Managing distributed transactions is complex. Some frameworks and patterns help to address this challenge:
TCC is a distributed transaction pattern. It divides each transaction into Try, Confirm, and Cancel steps. The Try phase attempts to execute its local transaction. The Confirm phase commits it. The Cancel phase rolls back the transaction if Try or Confirm fails. TCC ensures consistency without relying on a central coordinator.
2PC is a protocol that ensures atomicity and consistency of distributed transactions. Either all participants commit their changes or all roll back to their initial state. It has two phases - prepare and commit.
In the prepare phase, a centralized coordinator (transaction manager) sends a request asking each participant to prepare for the transaction. Participants reply with either a vote to commit or abort.
In the commit phase, if all participants voted to commit, the coordinator sends a "commit" message instructing them to make the changes permanent. If any voted to abort or if a failure occurs, the coordinator sends a "rollback" message, rolling all nodes back to their state before the transaction in the prepare phase.

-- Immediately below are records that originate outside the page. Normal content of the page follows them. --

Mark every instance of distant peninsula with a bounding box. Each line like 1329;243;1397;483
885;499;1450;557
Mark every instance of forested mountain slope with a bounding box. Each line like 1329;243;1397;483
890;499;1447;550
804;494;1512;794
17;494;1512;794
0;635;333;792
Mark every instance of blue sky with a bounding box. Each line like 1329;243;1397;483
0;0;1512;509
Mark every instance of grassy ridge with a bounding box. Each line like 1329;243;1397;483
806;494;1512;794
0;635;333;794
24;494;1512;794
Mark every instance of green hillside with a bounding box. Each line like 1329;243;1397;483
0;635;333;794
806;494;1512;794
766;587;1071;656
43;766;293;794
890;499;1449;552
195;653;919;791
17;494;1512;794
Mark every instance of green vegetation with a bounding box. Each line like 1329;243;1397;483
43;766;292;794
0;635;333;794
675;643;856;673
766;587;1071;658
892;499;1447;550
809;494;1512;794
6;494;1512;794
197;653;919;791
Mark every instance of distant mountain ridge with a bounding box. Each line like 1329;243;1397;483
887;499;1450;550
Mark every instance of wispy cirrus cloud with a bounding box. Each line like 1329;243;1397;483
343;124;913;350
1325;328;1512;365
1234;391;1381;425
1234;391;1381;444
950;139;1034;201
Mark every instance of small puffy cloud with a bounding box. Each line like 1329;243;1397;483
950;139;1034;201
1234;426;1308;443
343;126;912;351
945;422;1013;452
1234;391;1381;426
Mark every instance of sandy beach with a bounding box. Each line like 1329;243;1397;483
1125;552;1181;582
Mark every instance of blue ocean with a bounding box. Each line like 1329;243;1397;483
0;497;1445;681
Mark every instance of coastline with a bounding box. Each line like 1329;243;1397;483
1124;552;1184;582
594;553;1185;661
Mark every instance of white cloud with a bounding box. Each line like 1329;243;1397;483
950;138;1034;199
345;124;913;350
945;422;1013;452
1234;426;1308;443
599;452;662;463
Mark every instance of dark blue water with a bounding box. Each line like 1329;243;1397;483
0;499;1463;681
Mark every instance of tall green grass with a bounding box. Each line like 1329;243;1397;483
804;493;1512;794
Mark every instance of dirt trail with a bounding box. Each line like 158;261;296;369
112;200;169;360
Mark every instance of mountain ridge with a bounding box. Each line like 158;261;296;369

The Saga pattern handles distributed transactions without a central coordinator. Instead, it decomposes a long-running transaction into a sequence of smaller, independent transactions (sagas). Each saga manages its own local commit and rollback logic. This provides more flexible and scalable distributed transaction handling.
The Saga pattern handles distributed transactions without a central coordinator. Instead, it decomposes a long-running transaction into a sequence of smaller, independent transactions called sagas.
Each saga manages its own transactional boundaries and can complete independently. If a saga fails, it compensates by triggering a compensating transaction that counteracts its previous changes, keeping the system consistent.
For example, transferring $10 from Bob to Alice could involve these sagas:
Withdraw $10 from Bob's account - Compensate by depositing $10 back into Bob's account
Deposit $10 into Alice's account - Compensate by withdrawing $10 from Alice's account
Each saga manages its own transaction boundaries. If the deposit fails, the credit saga is compensated by withdrawing the accidental deposit. This keeps the system consistent.
The key benefit of the Saga pattern is decentralization - no central coordinator is needed, enabling flexible and scalable distributed transactions. Participants only need to coordinate with their saga's predecessor and successor rather than a global coordinator.
The tradeoff is that sagas sacrifice atomicity in favor of availability. Changes are eventually consistent rather than perfectly coordinated.
The choice between a monolithic architecture and a microservices architecture is not always straightforward. There are advantages and disadvantages to each approach that should be carefully weighed based on the specific needs and context of a software system and development team.
As Martin Fowler's diagram belows illustrates, we generally recommend starting with a monolithic architecture when business needs are simple, the software system is not yet complex, and the development team is relatively small. As complexity increases over time, monolithic systems become harder to maintain and scale. At this inflection point, transitioning to a microservice architecture allows for better modularity, scalability, and technology flexibility. The microservices approach also enables faster feature velocity for large engineering teams working across multiple domains.
Now we have covered 13 popular microservice interview questions across two issues. We hope this overview of common microservices interview topics helps prepare you to demonstrate your distributed systems design knowledge and have productive discussions exploring this architecture. Best of luck in your upcoming interviews!